Меня наказывали тем, что на какое-то время запрещали ходить «к ним». Я не помню ни одного случая, чтоб мои родители заходили к ним, а они — к нам.
Наши семьи жили в постоянно тлеющей вражде, которая иногда омрачала и наши с Владиком отношения.
Чердачная бездетная пара немцев Пише выходила во двор прогулять своих собак. Она, мадам Пише, — так её заглазно все называли — высокая, красивая, но несколько старомодная женщина, приторно любезная и манерная. Он, товарищ Пише, — сухой, неразговорчивый, никогда не улыбающийся господин, на голову ниже ростом своей супруги. Летом и осенью он носил большую суконную кепку с «ушами», поднятыми на темя. Смотрел он строго и неприветливо через пенсне.
Были у них две собаки. Каждый из супругов водил на поводке свою. Он — рыжего, очень злого беспородного пса по кличке Фриц, она — маленькую сучку, карликового пуделя по имени Топка.
Дети во дворе говорили, что мадам — это Топина мама.
Владик всегда был в курсе всяких взрослых скандалов. Однажды в воскресенье чета Пише вышла во двор без собак, видимо собираясь в гости. Он стоял на крыльце, хмуро и брезгливо озирал двор, она, что-то забыв, вернулась в дом.
Владик, подойдя к товарищу Пише, задал ему смелый вопрос: «Почему вы заняли нашу половину чердака своим бельём?»
Чопорный немец побледнел и сказал, сверкнув пенсне, тихим сдавленным голосом: «Мальчик, подойди, я тебе всё объясню». Когда Владик доверчиво подошёл ближе, он затопал ногами и заорал оглушительно: «Ты мерзкий и паскудный мальчишка!!!» Разрядившись таким образом, он медленно и достойно удалился. Владик был смущён.
Эти Пише в самом начале войны ночью были арестованы и исчезли навсегда.
В нашей комнате, обращённой окнами на север, никогда не бывало солнца, было зябко и угрюмо даже тогда, когда топилась печь.
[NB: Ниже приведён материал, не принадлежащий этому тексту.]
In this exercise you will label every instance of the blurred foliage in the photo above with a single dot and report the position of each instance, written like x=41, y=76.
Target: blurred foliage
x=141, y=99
Зимой нам жилось невесело. На окнах между рамами лежала вата, стёкла запотевали от дыхания пятерых человек и покрывались за одну морозную ночь пальмовыми рощами и разными забавными узорами. Утром домработница приносила охапку дров и с сухим грохотом бросала её на железный лист под печью. Когда печь разгоралась, стёкла на окнах начинали слезиться, на подоконнике образовывалась лужа, которую всасывал марлевый жгут и отправлял влагу в висящие по краям пузырьки из-под микстуры. Днём мама, папа и дед были на службе, я оставался с бабушкой и домработницей.
Однажды я прибежал от Владика к себе за пистонным наганом. В комнате никого не было. День был хмурый, и у Владика было темновато, а у нас ещё темней. Я долго в полутьме искал игрушку в своём углу и никак не находил. Отодвинув тяжёлый стул от стола, я сел и задумался. Локти мои чувствовали сквозь рубашку холод клеёнки, на душе было тоскливо, и мне захотелось поскорее уйти, но уйти я не мог: мне нужно было вспомнить, куда я задевал наган. Так я долго сидел за столом, оглядывая комнату.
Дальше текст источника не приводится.